Traffickers' audacity shocks state drug control committee

An emergency on the road between Orekhovo-Zuyevo and Moscow attracted the attention of Russia's Federal Service for Control of Narcotics and Psychotropic Substances Traffic. Members of its staff and Interior Ministry officers had detained a KamAZ loaded truck with 400kg of heroin. It transpired that the drugs had been hidden in a fuel tank that was not connected to the engine.

In a separate incident, the drug control service's members in Yekaterinburg and their colleagues from the Federal Customs Service stopped another KamAZ from Central Asia with 150kg of heroin. The drugs, stored in 1kg packs, were discovered in flat iron containers, in wooden boxes amongst tomatoes and in bags of flour. An expert analysis established that the confiscated heroin was highly refined and could contain about 3.5 million doses. The approximate street value of the haul was put at over 150 million rubles.

According to Russia's law enforcers, nearly 80% of drugs are smuggled over the Russian border on the roads. Drug traffickers have become so audacious that they even risk transporting hundreds of kilograms over distances of up to 2,000km. According to the Russia's drug control service, which co-operates with its counterparts in Turkmenistan and Tajikistan, many underground labs producing Afghan and Pakistani drugs have been moved to provinces bordering on these countries. They have trans-shipment points in some border settlements, in particular, Kunduz, Imamsakhib, Taklukan, and Faizabad. To transport heroin and opium to Tajikistan, smugglers use the road in the Pamir Mountains (Khorog-Osh), and Horog-Kalai and Gumb-Dushanbe highways. Drugs are delivered from the Tajik capital to Russia and Western Europe via Uzbekistan, Kyrgyzstan and Kazakhstan.

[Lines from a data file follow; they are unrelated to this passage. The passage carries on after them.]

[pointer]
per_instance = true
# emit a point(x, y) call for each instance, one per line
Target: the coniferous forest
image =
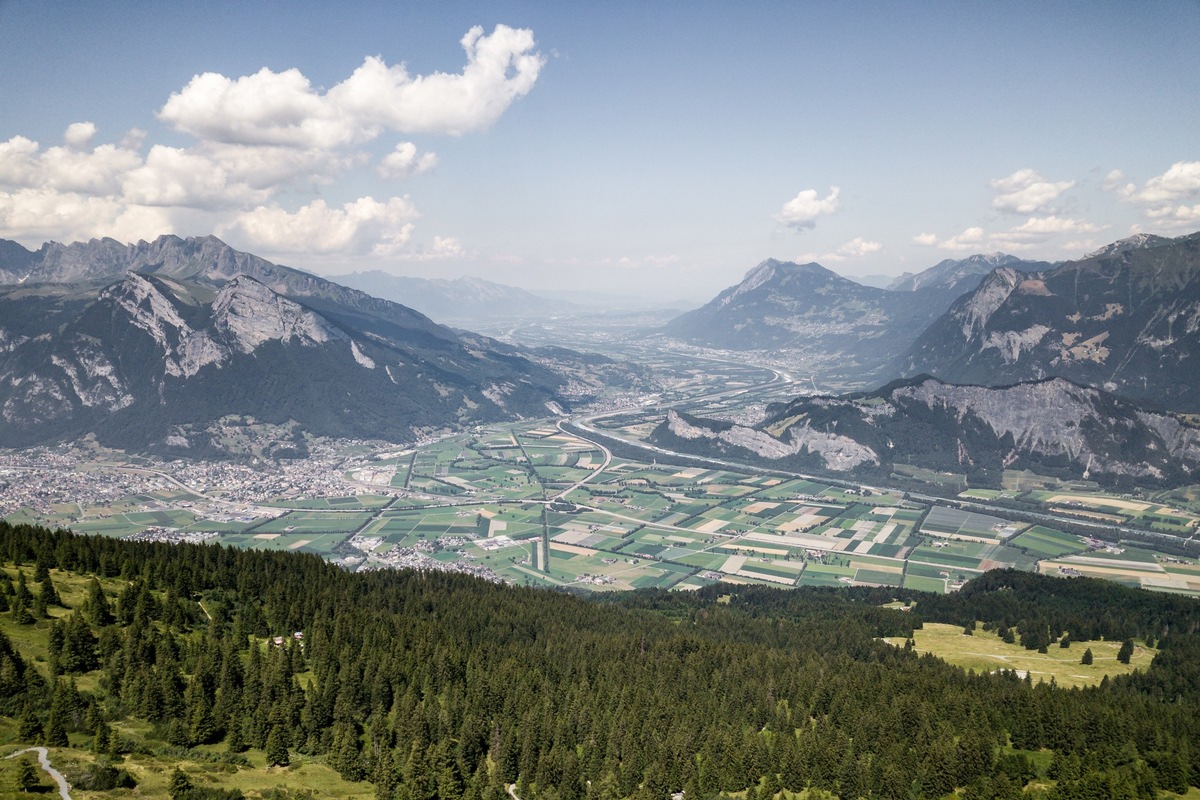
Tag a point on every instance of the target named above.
point(435, 685)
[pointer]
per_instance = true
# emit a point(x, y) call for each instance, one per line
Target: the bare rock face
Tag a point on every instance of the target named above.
point(1051, 425)
point(1125, 318)
point(151, 362)
point(247, 313)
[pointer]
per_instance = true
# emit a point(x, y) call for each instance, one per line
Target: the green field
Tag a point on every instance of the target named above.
point(985, 651)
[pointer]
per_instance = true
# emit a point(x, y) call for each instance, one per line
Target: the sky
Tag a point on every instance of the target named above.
point(659, 149)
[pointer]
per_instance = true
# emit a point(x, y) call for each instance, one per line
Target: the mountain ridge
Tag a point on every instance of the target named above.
point(1125, 318)
point(1053, 426)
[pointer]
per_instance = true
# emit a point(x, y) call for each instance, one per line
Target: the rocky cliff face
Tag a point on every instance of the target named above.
point(1053, 426)
point(150, 362)
point(1126, 318)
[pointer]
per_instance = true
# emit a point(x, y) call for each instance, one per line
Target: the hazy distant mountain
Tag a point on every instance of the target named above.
point(1125, 318)
point(810, 310)
point(1053, 426)
point(150, 359)
point(459, 300)
point(955, 277)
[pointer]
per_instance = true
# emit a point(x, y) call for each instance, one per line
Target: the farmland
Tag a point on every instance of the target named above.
point(545, 503)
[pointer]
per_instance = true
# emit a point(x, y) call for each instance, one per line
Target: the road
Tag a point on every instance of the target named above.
point(43, 759)
point(587, 423)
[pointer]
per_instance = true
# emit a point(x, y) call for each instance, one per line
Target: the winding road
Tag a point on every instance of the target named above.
point(43, 759)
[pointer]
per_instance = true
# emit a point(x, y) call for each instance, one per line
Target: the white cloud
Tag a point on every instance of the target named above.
point(1026, 192)
point(37, 215)
point(258, 136)
point(1113, 181)
point(79, 134)
point(365, 227)
point(403, 162)
point(499, 68)
point(1182, 180)
point(172, 176)
point(283, 108)
point(855, 248)
point(1164, 197)
point(442, 248)
point(24, 164)
point(1032, 233)
point(1176, 216)
point(858, 247)
point(802, 211)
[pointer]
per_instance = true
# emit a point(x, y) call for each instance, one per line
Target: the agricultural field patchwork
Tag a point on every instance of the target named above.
point(534, 504)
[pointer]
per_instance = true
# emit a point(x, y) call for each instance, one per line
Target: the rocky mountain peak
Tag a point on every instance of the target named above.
point(249, 313)
point(1138, 241)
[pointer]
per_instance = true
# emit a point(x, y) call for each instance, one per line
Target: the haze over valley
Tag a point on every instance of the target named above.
point(541, 402)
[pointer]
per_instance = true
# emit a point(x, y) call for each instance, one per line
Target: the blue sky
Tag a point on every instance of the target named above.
point(652, 146)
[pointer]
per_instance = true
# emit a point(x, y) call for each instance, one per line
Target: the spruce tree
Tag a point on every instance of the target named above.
point(27, 776)
point(29, 728)
point(180, 785)
point(276, 747)
point(96, 607)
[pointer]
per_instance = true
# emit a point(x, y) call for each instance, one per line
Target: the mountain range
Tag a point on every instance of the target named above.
point(150, 346)
point(845, 330)
point(1053, 426)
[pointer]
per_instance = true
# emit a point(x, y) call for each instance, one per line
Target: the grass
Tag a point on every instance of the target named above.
point(985, 651)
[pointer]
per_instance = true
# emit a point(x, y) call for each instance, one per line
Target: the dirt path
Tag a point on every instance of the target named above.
point(43, 759)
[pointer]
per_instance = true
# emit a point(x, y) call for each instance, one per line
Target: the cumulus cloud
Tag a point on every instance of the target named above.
point(257, 137)
point(283, 108)
point(443, 247)
point(853, 248)
point(364, 227)
point(802, 211)
point(1167, 198)
point(1027, 192)
point(403, 162)
point(1032, 233)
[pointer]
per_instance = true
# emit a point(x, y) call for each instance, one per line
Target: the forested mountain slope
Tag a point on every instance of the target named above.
point(438, 685)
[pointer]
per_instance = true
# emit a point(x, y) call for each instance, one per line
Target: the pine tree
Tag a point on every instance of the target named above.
point(180, 785)
point(28, 726)
point(276, 747)
point(49, 594)
point(22, 602)
point(55, 733)
point(27, 775)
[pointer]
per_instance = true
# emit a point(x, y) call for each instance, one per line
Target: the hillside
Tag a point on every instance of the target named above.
point(1123, 319)
point(405, 684)
point(1051, 426)
point(847, 330)
point(154, 347)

The Russian border-guard group on the frontier between Tajikistan and Afghanistan provides the key shield against the smugglers, in particular, Afghan heroin couriers.The drug situation could improve if a political initiative to organise an anti-drug belt around Afghanistan were implemented. Russian Foreign Minister Sergei Lavrov, and representatives of China, Iran, Pakistan, Turkmenistan, and Tajikistan adopted this initiative in April 2004 in Berlin, as it is the best protection for Russia against the drug aggression from Central Asia.

The problem of exposing and preventing illegal drug trafficking from Central Asia was one of the most important issues on the agenda of the latest session of the drug control service's board, which also featured representatives from the Russian Prosecutor General's Office, the Interior Ministry, the Federal Security Service (FSB), the Transport Ministry and other departments. The session emphasised the importance of closer co-operation between the Drug Control Committee and competent bodies of Russia and other countries, and also the need for a common database on countering the drug threat.